The lesson from the examples of the Executor and the Death Star is clear: in order for a huge starship to accelerate at great speed, its frame and its engines must be much stronger than those of a small ship, even after accounting for the size disparity.


Conclusion

When some simpleton looks at enormous sci-fi structures and concludes that anyone could build them with enough raw materials, he is only betraying a pitiful lack of engineering knowledge, not to mention common sense. Have you ever seen the Tonka commercial where they shove a Tonka truck and real, full-size dump truck off a cliff? The Tonka truck bounces and clatters all the way down to the bottom, dented but intact. The full-size dump truck, on the other hand, crashes to the bottom as a twisted, barely recognizable pile of wreckage. The humourous subtext to the commercial was that Tonka trucks are tougher than the real thing, but the real story is as an object grows larger, its own mass becomes its worst enemy.

As an aside, this is one of the problems with automotive crash testing.

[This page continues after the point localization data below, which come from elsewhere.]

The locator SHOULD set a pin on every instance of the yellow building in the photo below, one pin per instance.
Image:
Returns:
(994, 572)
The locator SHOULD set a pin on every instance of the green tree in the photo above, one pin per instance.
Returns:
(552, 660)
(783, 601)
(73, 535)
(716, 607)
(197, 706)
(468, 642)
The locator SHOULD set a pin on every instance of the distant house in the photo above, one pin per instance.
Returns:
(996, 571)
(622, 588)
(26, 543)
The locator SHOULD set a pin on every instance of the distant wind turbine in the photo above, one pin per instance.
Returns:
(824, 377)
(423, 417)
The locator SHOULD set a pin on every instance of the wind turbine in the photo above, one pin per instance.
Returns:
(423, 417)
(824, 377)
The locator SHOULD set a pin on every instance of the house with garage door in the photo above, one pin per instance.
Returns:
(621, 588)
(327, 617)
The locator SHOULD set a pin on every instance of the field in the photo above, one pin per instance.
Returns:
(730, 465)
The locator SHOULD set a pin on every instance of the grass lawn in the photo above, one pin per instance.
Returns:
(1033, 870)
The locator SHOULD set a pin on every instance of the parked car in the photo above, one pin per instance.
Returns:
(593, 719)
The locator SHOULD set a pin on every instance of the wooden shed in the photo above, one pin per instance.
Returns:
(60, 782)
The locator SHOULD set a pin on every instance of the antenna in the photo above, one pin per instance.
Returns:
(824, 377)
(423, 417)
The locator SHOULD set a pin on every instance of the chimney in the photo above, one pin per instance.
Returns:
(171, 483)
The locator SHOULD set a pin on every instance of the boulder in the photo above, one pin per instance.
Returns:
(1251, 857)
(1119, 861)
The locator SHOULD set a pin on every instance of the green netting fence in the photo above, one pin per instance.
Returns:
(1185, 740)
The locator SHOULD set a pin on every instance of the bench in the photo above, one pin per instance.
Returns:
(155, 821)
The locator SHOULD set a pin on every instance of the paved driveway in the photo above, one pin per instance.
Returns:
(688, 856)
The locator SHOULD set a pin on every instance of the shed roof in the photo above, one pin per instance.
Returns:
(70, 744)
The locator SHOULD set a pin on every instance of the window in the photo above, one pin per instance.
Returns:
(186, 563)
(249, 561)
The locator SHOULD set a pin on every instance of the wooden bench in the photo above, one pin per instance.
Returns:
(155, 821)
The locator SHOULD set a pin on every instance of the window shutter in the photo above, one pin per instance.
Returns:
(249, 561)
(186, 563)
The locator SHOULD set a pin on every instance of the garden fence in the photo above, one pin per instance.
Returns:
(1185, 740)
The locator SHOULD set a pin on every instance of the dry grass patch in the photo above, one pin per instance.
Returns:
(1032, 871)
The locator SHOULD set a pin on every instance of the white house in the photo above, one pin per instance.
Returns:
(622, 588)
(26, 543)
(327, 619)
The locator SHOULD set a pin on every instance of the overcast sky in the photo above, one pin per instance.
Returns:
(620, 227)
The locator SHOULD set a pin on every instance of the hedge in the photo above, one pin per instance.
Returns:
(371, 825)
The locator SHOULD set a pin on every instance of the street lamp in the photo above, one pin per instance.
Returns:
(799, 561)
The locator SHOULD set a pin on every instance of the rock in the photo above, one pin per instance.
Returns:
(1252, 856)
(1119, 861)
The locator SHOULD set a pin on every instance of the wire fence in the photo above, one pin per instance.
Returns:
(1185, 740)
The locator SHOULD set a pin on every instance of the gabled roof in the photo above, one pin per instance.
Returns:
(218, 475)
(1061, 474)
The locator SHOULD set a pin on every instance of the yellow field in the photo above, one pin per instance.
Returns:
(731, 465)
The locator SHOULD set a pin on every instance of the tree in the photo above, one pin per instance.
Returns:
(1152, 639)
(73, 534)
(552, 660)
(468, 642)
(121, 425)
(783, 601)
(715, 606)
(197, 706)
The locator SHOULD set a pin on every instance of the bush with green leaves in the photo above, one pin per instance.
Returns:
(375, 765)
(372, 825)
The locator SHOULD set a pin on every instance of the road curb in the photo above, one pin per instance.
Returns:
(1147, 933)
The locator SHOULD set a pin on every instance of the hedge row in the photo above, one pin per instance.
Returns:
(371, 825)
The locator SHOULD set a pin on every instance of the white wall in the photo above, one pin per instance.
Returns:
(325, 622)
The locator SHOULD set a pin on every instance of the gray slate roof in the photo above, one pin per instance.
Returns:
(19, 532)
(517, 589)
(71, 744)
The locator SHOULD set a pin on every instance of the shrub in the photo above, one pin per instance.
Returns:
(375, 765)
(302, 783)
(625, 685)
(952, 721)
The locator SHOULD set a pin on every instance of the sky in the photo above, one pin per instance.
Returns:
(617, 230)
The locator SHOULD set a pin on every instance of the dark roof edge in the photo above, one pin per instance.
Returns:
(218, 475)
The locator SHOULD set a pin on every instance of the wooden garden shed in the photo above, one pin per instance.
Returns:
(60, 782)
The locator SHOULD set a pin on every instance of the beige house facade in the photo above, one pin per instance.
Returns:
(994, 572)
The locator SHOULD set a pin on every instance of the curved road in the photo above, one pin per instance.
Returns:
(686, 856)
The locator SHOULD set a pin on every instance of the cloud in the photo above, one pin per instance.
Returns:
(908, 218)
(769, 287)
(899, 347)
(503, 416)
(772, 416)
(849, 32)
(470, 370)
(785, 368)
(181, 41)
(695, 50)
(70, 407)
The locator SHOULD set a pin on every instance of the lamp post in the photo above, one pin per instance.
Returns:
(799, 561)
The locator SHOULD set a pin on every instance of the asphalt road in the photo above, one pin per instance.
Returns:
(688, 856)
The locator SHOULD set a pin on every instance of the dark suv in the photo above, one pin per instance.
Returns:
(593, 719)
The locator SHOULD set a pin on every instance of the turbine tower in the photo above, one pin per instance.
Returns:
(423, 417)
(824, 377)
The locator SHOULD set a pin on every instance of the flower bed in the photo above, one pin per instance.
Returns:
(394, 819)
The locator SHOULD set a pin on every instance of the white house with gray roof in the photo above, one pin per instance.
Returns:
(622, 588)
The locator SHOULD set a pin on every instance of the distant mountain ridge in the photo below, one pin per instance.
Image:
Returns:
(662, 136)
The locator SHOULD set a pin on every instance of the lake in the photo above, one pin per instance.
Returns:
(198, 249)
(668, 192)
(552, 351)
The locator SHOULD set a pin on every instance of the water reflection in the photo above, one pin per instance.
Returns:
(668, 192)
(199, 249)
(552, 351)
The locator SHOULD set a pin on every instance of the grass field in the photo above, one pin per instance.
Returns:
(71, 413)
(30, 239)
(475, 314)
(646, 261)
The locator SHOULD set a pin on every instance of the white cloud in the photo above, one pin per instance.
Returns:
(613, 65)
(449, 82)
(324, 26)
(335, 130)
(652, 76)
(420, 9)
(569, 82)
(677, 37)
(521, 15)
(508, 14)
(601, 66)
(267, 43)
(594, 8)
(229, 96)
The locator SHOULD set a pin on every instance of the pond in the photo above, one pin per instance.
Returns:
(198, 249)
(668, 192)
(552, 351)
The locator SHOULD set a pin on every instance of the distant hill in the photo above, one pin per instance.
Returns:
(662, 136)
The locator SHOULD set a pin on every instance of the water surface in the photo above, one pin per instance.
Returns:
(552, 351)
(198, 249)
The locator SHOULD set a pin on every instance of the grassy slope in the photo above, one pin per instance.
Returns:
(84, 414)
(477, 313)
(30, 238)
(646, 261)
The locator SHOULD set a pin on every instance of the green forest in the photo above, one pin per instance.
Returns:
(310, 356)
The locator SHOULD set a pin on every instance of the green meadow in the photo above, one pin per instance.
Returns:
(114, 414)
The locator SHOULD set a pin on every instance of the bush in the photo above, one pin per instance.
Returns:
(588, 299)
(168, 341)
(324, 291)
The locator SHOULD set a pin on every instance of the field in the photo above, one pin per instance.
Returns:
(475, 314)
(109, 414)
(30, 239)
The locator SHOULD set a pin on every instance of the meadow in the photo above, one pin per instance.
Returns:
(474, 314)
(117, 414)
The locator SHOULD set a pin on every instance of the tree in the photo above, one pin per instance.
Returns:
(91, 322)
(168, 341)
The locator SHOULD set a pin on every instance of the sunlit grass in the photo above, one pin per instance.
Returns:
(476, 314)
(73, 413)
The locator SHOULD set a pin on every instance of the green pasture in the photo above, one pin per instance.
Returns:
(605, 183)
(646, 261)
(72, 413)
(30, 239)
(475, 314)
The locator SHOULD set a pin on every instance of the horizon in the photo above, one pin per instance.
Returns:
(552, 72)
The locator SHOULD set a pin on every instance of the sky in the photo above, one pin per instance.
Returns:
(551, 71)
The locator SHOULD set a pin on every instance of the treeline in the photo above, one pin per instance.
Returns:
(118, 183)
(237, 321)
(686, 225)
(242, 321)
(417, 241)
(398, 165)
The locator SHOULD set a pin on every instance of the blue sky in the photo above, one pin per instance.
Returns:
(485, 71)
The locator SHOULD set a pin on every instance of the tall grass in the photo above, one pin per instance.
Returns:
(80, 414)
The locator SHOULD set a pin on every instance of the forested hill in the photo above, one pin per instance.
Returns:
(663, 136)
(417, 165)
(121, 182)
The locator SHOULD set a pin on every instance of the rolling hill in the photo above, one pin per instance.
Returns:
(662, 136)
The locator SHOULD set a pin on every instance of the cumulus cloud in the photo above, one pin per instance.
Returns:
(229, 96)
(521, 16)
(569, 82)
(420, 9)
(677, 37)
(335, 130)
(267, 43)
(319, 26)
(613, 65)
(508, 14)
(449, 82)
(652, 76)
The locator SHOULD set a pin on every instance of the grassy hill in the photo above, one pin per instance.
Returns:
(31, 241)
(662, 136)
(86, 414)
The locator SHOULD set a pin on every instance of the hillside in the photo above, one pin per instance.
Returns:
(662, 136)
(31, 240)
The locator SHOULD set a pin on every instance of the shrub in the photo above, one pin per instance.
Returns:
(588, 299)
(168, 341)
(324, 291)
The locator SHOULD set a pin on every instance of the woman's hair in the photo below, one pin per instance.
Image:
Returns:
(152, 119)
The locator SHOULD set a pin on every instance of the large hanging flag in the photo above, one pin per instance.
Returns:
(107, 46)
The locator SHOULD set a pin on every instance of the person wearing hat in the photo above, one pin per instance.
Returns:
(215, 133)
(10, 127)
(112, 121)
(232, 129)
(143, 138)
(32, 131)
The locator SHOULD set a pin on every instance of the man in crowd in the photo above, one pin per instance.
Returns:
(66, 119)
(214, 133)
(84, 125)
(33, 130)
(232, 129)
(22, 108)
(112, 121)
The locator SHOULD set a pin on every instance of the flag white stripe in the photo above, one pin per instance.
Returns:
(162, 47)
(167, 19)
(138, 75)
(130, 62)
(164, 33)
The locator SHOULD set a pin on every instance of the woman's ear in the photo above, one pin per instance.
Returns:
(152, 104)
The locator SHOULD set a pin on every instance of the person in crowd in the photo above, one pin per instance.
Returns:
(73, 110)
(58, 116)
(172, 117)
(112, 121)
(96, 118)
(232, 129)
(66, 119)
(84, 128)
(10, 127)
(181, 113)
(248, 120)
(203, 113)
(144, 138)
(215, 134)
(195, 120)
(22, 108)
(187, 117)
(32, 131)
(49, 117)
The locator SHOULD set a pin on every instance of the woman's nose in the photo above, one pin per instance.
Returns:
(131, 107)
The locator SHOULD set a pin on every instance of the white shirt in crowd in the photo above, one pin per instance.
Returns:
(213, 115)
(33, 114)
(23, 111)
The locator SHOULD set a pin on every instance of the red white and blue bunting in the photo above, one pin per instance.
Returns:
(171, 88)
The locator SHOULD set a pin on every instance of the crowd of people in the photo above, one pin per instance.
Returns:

By slamming a car into a nigh-immovable concrete wall or barrier, the NHTSA artificially elevates the crash-test scores of small cars while artificially depressing the scores of large cars. In a collision with a barrier of effectively infinite momentum (by virtue of being anchored to the ground), a large car will be crushed by its own weight. But in a collision with another car, the situation is entirely different. The car with lower momentum will suffer greater deceleration and hence, more damage. That's why sub-compacts score well in crash tests but fold like cheap tents in real-world crashes (the lethality of SUV's in collisions is partially due to their superior mass as well, but it's also due to their high bumpers which tend to crash through car windows, thus giving us yet another reason to consider raised SUV suspensions incredibly irresponsible).

Anyway, back to the subject at hand: you can't just "scale up" a design to make a bigger building or a bigger ship, even if you have the necessary raw materials. Bigger designs require entirely different engineering and construction methods, not to mention superior materials. Every time I get an E-mail from some dumb-assed Trekkie who says "the Federation could build a Death Star if they wanted to; it's just a matter of raw materials" (especially from the pin-heads who cite the Egyptian pyramids as proof), I'm reminded yet again that common sense is nowhere near as common as one might hope.